- Growth based on investments in electricity networks and a selective approach to renewables
- Improving earnings quality and protecting balance sheet strength through geographical diversification and a prudent financial model
– Record investment plan of €47bn to 2025, driven by organic investments in all markets and PNM Resources transaction.
– Strong financial ratios during the plan are comfortably within thresholds for current ratings, thanks to a model based on fixed-rate financing, long-term maturity profiles, active liquidity management and optimization of green financing, with no capital increases expected and supported by asset rotation.

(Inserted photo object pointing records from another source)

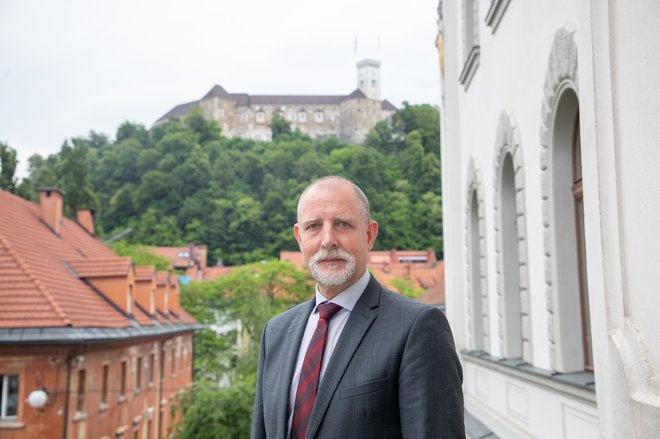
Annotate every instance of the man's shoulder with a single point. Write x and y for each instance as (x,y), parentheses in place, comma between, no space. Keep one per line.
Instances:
(285,318)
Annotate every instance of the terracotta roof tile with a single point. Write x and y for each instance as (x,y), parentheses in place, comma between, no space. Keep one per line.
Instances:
(39,286)
(101,267)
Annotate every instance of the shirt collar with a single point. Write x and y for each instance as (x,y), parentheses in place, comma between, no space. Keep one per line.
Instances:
(347,298)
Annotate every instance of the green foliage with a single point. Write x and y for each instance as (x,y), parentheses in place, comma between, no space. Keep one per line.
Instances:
(141,255)
(8,164)
(211,412)
(226,351)
(407,288)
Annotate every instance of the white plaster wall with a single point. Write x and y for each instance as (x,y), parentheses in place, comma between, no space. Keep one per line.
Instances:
(618,69)
(515,408)
(510,75)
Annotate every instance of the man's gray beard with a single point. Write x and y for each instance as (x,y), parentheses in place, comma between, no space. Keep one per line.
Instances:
(331,278)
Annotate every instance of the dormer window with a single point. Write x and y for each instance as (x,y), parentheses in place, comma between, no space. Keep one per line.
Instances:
(261,116)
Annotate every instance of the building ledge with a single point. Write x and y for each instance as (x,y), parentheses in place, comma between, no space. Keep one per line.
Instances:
(475,429)
(11,424)
(70,335)
(578,384)
(495,13)
(470,67)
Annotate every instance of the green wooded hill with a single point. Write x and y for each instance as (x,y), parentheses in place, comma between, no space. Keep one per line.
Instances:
(183,182)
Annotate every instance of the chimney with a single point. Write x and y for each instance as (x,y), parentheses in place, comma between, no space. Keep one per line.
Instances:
(51,204)
(86,219)
(173,297)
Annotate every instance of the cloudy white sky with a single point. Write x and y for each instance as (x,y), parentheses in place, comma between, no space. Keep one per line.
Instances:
(68,67)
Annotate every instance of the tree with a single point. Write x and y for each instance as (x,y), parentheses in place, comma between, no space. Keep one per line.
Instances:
(8,164)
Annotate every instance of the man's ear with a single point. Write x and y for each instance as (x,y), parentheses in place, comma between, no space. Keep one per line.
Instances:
(372,232)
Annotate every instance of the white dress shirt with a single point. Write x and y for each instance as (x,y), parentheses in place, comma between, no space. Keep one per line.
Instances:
(347,300)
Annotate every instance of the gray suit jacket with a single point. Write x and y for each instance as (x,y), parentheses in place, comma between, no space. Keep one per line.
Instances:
(393,374)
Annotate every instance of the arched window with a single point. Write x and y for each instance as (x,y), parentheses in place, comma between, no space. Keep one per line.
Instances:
(570,293)
(476,303)
(578,203)
(476,271)
(510,318)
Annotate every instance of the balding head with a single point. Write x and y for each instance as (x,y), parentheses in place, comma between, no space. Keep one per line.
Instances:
(335,181)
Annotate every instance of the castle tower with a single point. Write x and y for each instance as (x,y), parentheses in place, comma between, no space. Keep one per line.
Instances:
(369,78)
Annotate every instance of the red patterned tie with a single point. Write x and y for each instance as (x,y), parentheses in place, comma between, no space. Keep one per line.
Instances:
(311,369)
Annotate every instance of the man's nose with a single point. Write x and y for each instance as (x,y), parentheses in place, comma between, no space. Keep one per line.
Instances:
(329,238)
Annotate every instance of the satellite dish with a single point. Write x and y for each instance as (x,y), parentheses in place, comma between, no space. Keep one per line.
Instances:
(37,398)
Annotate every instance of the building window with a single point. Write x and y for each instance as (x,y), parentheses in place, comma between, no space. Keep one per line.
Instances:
(476,313)
(261,117)
(129,307)
(80,393)
(8,396)
(138,374)
(496,12)
(510,319)
(173,359)
(152,366)
(104,384)
(578,203)
(122,381)
(570,333)
(470,41)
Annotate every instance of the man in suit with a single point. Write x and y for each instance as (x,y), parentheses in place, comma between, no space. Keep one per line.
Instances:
(382,366)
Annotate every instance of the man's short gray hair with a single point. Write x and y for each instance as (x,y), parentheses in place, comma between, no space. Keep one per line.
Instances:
(332,180)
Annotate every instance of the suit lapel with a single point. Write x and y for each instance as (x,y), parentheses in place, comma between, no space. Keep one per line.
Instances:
(291,340)
(361,318)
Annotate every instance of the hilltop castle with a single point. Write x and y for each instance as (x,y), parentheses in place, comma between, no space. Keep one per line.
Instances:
(347,117)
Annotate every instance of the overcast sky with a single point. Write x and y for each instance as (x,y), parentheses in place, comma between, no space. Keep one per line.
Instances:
(68,67)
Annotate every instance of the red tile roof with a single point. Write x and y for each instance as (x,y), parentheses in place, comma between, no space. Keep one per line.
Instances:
(101,267)
(41,274)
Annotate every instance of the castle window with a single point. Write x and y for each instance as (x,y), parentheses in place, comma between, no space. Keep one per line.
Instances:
(261,116)
(8,396)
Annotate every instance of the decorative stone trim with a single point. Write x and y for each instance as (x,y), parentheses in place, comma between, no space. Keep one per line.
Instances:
(475,183)
(562,72)
(508,142)
(495,13)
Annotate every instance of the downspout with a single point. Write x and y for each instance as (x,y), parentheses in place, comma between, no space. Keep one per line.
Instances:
(161,355)
(67,396)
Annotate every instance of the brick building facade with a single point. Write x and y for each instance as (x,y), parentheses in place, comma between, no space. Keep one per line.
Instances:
(105,342)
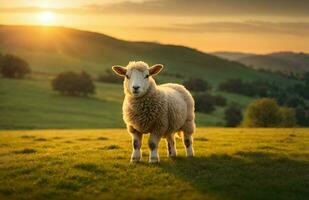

– €27bn (57%) of investment in electricity networks to increase asset base reaching €56bn by 2025 – providing predictable frameworks and protection from macroeconomic uncertainties.
– €17bn of investment in renewables to deliver 52GW of renewable installed capacity by 2025 – based on projects with the best risk/reward profile and a high-quality pipeline.
– More than 80% of investments allocated to A-rated countries with stable regulatory frameworks and ambitious electrification targets: improving geographical diversification through additional focus on countries like Germany, France and Australia.
– EBITDA reaching €16.5-17bn by 2025 (8-9% CAGR), with net profit increasing to €5.2-5.4bn (8-10% CAGR).
– Dividend to grow in line with net profit (65-75% pay-out) to between €0.55-0.58 in 2025, with a floor of €0.46 in 2023-24 and €0.50 in 2025.
– The company reaffirms its ESG credentials:
– Targets to become carbon neutral by 2030 in scopes 1 and 2 and reaching Net Zero in all 3 scopes by 2040
– 12,000 new hires to 2025, supporting more than 500,000 jobs by 2030 along its value chain.
– Reaffirming 2030 outlook driven by growth in all markets and acceleration of electrification: investments of €65-75bn in 2026-30 to exceed 100 GW of capacity and €65bn of networks assets.